Volleyball-Zweitligist TSV Giesen empfängt FC Schüttorf

Grizzlys wollen eine Erfolgsserie starten

Für wen wird sich Trainer Vojkan Lazic beim Heimspiel gegen den den FC Schüttorfauf der Liberoposition entscheiden? Jonathan Lehmann (Nummer 1), Marius Appel (3) oder sogar beide?

GIESEN Die TSV Giesen Grizzlys treffen am Sonnabend um 20 Uhr in der heimischen Schachtarena auf den Tabellenvierten der 2. Bundesliga Nord, den FC Schüttorf. Spannung ist dabei geboten, da beide Mannschaften nur zwei Punkte trennen und die Gastgeber nach zwei Siegen weiter in der Tabelle klettern wollen.

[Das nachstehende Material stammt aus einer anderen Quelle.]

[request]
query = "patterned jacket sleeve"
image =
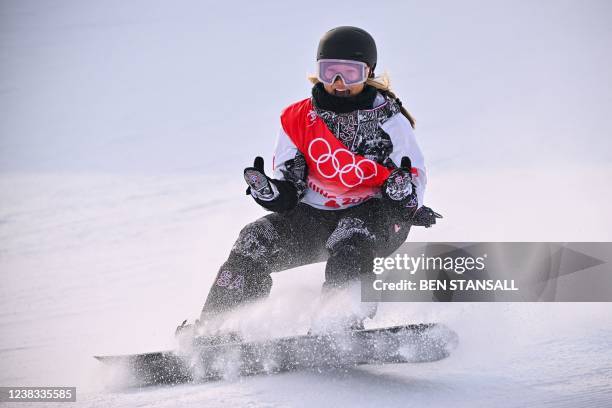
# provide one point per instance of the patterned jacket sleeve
(288, 163)
(405, 144)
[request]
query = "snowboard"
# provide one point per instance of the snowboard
(206, 361)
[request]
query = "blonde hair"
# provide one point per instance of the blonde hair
(383, 84)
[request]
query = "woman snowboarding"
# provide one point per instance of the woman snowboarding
(348, 182)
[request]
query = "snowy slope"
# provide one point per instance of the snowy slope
(124, 129)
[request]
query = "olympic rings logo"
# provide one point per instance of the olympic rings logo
(340, 162)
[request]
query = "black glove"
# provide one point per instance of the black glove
(399, 189)
(425, 217)
(273, 195)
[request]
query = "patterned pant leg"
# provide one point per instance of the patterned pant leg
(272, 243)
(351, 249)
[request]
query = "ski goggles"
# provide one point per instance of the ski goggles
(351, 72)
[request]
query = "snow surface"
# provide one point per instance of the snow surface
(124, 127)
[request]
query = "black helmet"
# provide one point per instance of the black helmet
(346, 42)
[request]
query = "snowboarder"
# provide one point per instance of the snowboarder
(348, 183)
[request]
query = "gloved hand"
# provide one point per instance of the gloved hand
(425, 217)
(273, 195)
(399, 189)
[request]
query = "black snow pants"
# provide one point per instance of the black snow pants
(347, 239)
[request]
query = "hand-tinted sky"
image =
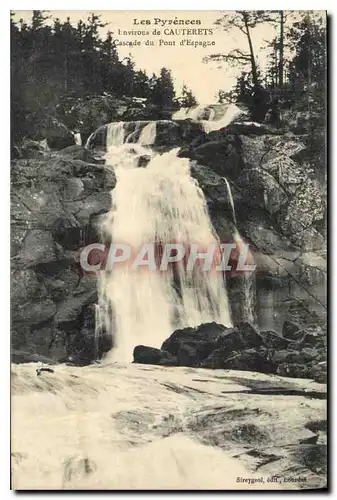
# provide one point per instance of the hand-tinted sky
(186, 63)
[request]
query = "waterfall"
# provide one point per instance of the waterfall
(78, 139)
(248, 279)
(114, 134)
(161, 203)
(193, 113)
(217, 115)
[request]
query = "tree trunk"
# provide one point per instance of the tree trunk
(281, 61)
(251, 51)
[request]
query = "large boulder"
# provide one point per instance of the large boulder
(57, 135)
(242, 347)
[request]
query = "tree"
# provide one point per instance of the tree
(244, 22)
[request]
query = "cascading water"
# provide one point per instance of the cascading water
(248, 279)
(78, 139)
(211, 118)
(159, 204)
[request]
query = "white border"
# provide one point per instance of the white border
(5, 180)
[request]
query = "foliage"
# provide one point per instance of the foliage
(55, 64)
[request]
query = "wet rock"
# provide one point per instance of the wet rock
(58, 136)
(56, 203)
(80, 153)
(238, 338)
(273, 340)
(193, 345)
(152, 356)
(291, 330)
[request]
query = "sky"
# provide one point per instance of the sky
(185, 62)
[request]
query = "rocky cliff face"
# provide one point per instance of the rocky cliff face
(57, 199)
(56, 205)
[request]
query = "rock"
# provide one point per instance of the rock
(273, 340)
(58, 136)
(248, 360)
(50, 225)
(202, 422)
(242, 336)
(291, 330)
(193, 345)
(304, 209)
(151, 356)
(80, 153)
(38, 247)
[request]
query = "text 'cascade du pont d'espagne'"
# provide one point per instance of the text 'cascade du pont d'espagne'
(159, 28)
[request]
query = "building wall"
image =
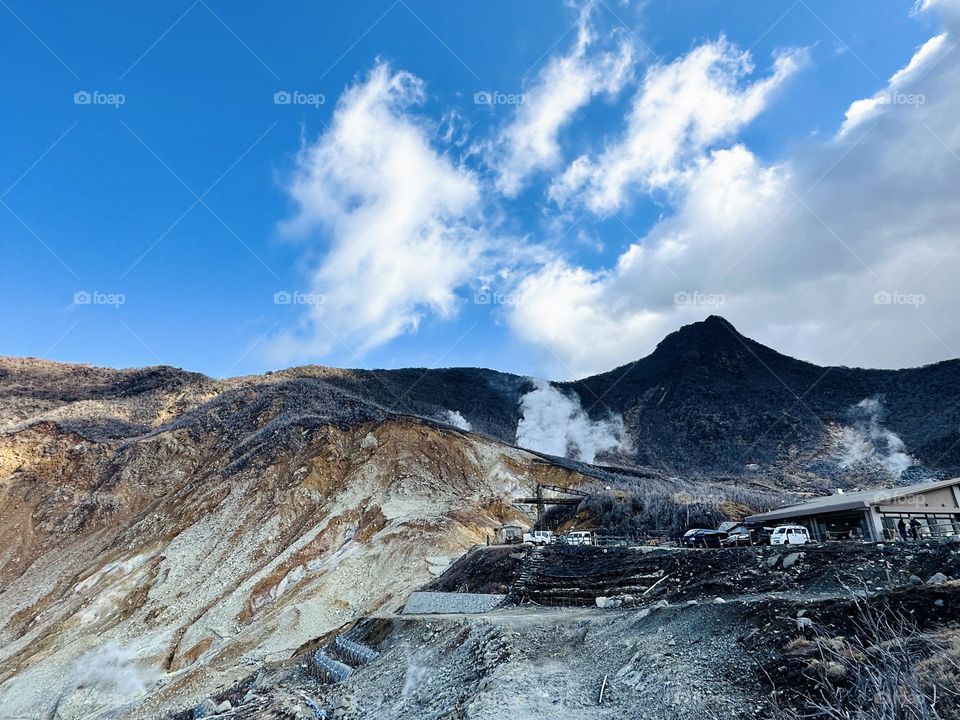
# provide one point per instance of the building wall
(942, 500)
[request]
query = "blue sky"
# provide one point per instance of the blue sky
(147, 162)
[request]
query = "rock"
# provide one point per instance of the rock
(791, 559)
(205, 709)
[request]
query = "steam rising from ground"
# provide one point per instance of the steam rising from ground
(106, 677)
(556, 424)
(868, 442)
(455, 418)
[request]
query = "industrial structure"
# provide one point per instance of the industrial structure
(927, 510)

Unterschätzen wird der TSV den Gast aus der Grafschaft Bentheim mit Sicherheit nicht. Das Team um Trainer Vojkan Lazic verlor in der aktuellen Saison im Pokalwettbewerb schon einmal knapp mit 2:3 gegen FC und verpasste damit die nächste Runde. Die Schüttorfer durften hingegen in der Folgerunde in eigener Halle gegen den amtierenden Deutschen Meister VfB Friedrichshafen aufschlagen und konnten sogar einen Satzgewinn verbuchen. Vorsicht ist damit geboten, aber verstecken muss sich der TSV nach den letzten beiden Siegen gegen Bitterfeld und Magdeburg ebenfalls nicht.

„Das wird ein spannendes Spiel“, erwartet der Sportliche Leiter Sascha Kucera ein packendes letztes Heimspiel. Beide Mannschaften sind spielerisch wie auch in der Tabelle auf Augenhöhe. Mit Platz 8 befinden sich die Grizzlys in Lauerstellung auf den Gast aus der Nähe der holländischen Grenze. Der FC Schüttorf steht mit zwei Zählern mehr auf Rang 4.

Trainer Vojkan Lazic wird alle Spieler an Bord haben und rechnet sich Chancen für weitere Punkte aus: „Wir haben in Bitterfeld gesehen, was wir mit unserer Mannschaft und einer Menge Willen alles erreichen können“, spielt der Coach auf den 0:2 Satzrückstand in der letzten Auswärtspartie an. „Jetzt ist es aber wichtig, die Konstanz von Spiel zu Spiel aufzubauen und mal eine Serie zu starten. Ich bin gespannt, ob wir schon gefestigt genug sind, um noch einen draufzulegen“, zeigt sich der TSV-Coach durchaus optimistisch. Mittlerweile scheinen die Neuzugänge Eugen Bakumovski und Marcin Kapusniak voll im Team angekommen zu sein. Gerade Marcin Kapusniak sprühte bei seinem Ex-Verein VC Bitterfeld-Wolfen vor Spielfreude und hat sich schon an seine neuen Kollegen gewöhnt. Eugen Bakumovski brachte mit Maksims Rostovcevs und Marius Appel eine Menge Ruhe in den Annahmeriegel und punktete auf auf der Außenangriffposition.

Gespannt sein dürfen die Zuschauer auf die Besetzung der Liberoposition. Im letzten Heimspiel lief der erst 17-jährige Jonathan Lehmann aus der Zweitvertetung auf, wohingegen in Bitterfeld der eigentliche Außenangreifer Marius Appel diese zentrale Position besetzte. Vielleicht überrascht Coach Lazic aber auch damit, indem er beide Spieler sich die Position teilen lässt.